Saskatoon

An urban arena will work in Saskatoon, say U.S. expert

Mark Rosenstraub, with 30 years of experience helping cities re-energize their downtowns with new arenas, is on his way to Saskatoon to speak at TCU Place, and his message is pretty clear.

Mark Rosentraub has been researching the economics of arenas for decades

Mark Rosentraub thinks a new sports arena and convention centre somewhere in downtown Saskatoon would prove to be an economic boost to the city and would help convince more young people to stay. (Chanss Lagaden/CBC)

Saskatoon may be a decade away from shutting down its very suburban arena and building a new one in the city's downtown, but the hype is already building.

Your problem is maintaining human capital.- Mark Rosentraub  

"Sport venues have been very, very successful," said Mark Rosentraub, professor of sports management at the University of Michigan.

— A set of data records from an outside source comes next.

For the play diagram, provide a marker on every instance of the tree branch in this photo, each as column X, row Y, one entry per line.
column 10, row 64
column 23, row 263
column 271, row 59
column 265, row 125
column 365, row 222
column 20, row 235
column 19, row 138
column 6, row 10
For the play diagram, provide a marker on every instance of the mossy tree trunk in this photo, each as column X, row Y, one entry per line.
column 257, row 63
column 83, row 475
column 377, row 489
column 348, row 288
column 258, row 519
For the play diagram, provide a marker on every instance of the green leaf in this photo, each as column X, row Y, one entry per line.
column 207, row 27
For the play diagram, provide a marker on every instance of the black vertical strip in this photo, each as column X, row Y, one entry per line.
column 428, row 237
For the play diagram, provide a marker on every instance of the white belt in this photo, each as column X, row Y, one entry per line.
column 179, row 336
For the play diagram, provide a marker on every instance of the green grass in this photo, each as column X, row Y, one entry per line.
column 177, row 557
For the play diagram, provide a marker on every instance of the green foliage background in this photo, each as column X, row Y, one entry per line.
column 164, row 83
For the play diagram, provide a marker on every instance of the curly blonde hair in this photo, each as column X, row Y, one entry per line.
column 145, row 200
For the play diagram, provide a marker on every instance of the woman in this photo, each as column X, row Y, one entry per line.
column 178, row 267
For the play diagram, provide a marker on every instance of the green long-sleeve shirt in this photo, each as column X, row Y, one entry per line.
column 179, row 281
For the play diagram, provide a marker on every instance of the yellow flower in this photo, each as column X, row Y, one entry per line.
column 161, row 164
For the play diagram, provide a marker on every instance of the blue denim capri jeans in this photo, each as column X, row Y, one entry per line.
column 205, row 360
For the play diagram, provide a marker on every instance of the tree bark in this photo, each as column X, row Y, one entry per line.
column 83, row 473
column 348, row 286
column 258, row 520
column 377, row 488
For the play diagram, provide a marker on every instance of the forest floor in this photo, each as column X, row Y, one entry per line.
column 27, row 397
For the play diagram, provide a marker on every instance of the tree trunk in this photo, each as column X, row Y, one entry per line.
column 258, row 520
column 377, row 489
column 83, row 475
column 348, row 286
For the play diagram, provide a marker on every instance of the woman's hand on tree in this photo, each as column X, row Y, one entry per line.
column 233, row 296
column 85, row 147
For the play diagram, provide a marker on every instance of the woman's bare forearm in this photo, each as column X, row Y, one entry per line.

Rosentraub, with 30 years of experience helping cities re-energize their downtown with new arenas, is on his way to Saskatoon to speak at TCU Place, and his message is pretty clear.  

"There is no city where we have not been able to literally put something together something where the public sector gains and the private sector gains," he told CBC Radio's Saskatoon Morning.

Public, private payoff

Such a project here would involve a great deal of tax payer money, but Rosentraub believes the investment is worth it, as a downtown arena spurs new economic growth and cuts down on the infrastructure costs associated with the sort of urban sprawl that's happening in Saskatoon.   

Rosentraub points to Edmonton as a place where a new urban arena has helped generate excitment in the city's downtown. (CBC)

Rosentraub has written a handful of books on the subject along with dozens of articles, but he said this is not just an academic argument, and suggested the doubters simply need to cast their gaze to neighbouring Alberta for real-life examples of how urban arenas work.

"One can look at Edmonton, one can look at Calgary — these are cities that have really utilized an entertainment district anchored by sport venues."

Hipsters wanted 

Rosentraub's vision of a new Saskatoon includes a young, hip demographic, mixed with retired people, all living together in high-density housing, in the shadow of a new sports complex.

An artist's depiction of pedestrian streets in Calgary's East Village. Rosentraub says Calgary is an example of a city that has utilized an entertainment district anchored by sport venues. (Calgary Municipal Land Corporation)

"You don't have trouble attracting human capital, your problem is maintaining human capital and making sure you don't export that," he said.

"We have to build a downtown that's so exciting that students who enjoyed their life at the university decide that they want to build their life in Saskatoon."

Rosentraub brings his pro-urban arena message to TCU Place at 11:30 a.m. CST on Thursday, with a sold-out talk titled "How Sport Arenas, Entertainment & Culture Can Recentralize Ecomonic Activity." It's presented by the North Saskatoon Business Association, the Greater Saskatoon Chamber of Commerce, Downtown Saskatoon and Tourism Saskatoon.